Within the nineteenth-century British novel, readings of class roughly follow the trajectories already outlined vis-à-vis British historiography and theories of the novel. Rather than repeat this chain of interpretive moves, this section focuses on one problematic regarding the representation of class: the difficulty of representing the working class within a predominantly middle-class form. One aspect of this problem arises in the group of novels known as industrial novels, written in the years between the two Reform Bills, 1832—67, the period when new subjects were not only appearing in novels but also being enfranchised politically. In their focus on the industrial working class, novels such as Elizabeth Gaskell's Mary Barton (1848), Benjamin Disraeli's Sybil (1845), Charles Dickens's Hard Times (1854), and George Eliot's Felix Holt (1866) grapple with the dilemma of how to represent the working class and industrial labor without promoting social revolution, in turn registering the class allegiances of these novelists. From a different angle, the new historicist Catherine Gallagher argues in The Industrial Reformation of English Fiction (1985) that the industrial novel represents a problem of translation between the social and the novelistic, which leads ultimately to the supplanting of industrial fiction by less politically contentious forms of literature in the latter decades of the nineteenth century.

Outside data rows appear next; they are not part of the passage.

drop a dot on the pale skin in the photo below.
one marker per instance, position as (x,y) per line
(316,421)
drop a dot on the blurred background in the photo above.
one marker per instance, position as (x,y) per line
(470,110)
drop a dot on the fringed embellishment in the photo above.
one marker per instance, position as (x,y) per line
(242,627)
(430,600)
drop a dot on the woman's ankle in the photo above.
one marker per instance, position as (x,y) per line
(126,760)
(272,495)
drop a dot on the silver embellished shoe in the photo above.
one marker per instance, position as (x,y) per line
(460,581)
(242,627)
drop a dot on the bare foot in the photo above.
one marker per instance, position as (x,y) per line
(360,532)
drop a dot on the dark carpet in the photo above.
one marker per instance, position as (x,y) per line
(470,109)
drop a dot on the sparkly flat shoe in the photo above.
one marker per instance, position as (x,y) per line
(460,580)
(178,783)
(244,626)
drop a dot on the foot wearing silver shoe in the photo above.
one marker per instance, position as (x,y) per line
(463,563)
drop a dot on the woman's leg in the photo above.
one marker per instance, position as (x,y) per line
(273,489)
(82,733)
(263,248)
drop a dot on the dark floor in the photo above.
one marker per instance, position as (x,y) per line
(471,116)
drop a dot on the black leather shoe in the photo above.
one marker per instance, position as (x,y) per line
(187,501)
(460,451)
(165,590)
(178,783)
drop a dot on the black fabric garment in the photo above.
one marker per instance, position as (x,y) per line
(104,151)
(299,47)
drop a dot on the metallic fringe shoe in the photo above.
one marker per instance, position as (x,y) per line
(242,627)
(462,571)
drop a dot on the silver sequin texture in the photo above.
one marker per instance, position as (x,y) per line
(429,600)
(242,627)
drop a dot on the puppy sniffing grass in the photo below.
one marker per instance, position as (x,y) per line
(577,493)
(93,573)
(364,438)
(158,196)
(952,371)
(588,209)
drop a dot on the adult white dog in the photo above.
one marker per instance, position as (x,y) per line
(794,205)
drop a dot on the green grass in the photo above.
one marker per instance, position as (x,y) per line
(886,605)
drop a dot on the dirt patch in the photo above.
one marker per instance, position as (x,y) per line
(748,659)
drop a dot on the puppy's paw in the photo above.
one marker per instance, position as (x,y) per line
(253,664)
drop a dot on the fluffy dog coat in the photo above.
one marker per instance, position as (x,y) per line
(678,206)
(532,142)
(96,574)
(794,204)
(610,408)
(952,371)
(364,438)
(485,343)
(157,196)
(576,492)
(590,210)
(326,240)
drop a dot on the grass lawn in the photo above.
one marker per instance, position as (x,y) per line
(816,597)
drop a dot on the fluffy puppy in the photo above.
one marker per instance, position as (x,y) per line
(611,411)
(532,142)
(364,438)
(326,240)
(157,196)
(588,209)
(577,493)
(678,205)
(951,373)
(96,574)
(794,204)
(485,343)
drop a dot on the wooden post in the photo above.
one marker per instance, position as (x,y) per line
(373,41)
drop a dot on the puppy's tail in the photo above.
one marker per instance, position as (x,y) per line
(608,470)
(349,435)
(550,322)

Yet even as the industrial novel as a genre wanes, later nineteenth-century novels extend its concerns in the changed circumstances of an increasingly corporate capitalism. In the 1880s and 1890s, George Gissing returns to the issue of the working class and poverty in slum novels such as Workers in the Dawn (1880) and The Nether World (1889), both of which portray in sordid detail the miserable living conditions of the poor. In these works, as Jameson suggests, the “solution” of the Dickensian paradigm—the hearth as “Utopian refuge from the nightmare of social class” (188)—produces new problems, as the home now becomes a space which serves to further impoverish and underscore the class divide. William Morris, seemingly recognizing the representational impasse class provokes in the realist novel, swore off the form altogether and instead, in News from Nowhere (1890), turned to the utopian romance to represent his vision of a classless society. Thomas Hardy, within the context of agricultural labor, brings to metropolitan Britons the everyday experiences of the rural working class from his own complex position as a participant-observer (see ANTHROPOLOGY). In these later representations of the working class, class differences become sites for the larger recognition that an older way of life is disappearing. As he peruses job advertisements in a reading room, Paul Morel, in D. H. Lawrence's Sons and Lovers (1913), expresses this loss explicitly in terms of the triumph of industrialism: “Then he looked wistfully out of the window. Already he was a prisoner of industrialism. ...The valley was full of corn, brightening in the sun....He was being taken into bondage. His freedom in the beloved home valley was going now” (89).

If, for Lawrence, industrialism names the complex of social factors shaping the early twentieth century, globalization undoubtedly performs the same function today. While the world globalization attempts to describe may be exponentially more complicated, and the conceptual framework needed to explain that world ever more elusive, the history and developments traced in this essay should be a reminder of the urgency behind these theoretical and activist projects: that class and its new variants represent persistent attempts to come to terms with the vagaries of capitalism and to provide adequately explanatory narratives for the new social relations capitalism is in the business of creating.

Bibliography

1. Armstrong, N. (1987), Desire and Domestic Fiction.

2. Clark, A. (1995), Struggle for the Breeches.

3. Gallagher, C. (1985), Industrial Reformation of English Fiction.

4. Jameson, F. (1981), Political Unconscious.

5. Koven, S. (2004), Slumming.

6. Lesjak, C. (2006), Working Fictions.

7. Lynch, D. (1998), Economy of Character.

8. Marx, K. (1998), Communist Manifesto.

9. Robbins, B. (1986), Servant's Hand.

10. Spivak, G.C. (1999), Critique of Postcolonial Reason.

11. Thompson, E.P. (1963), Making of the English Working Class.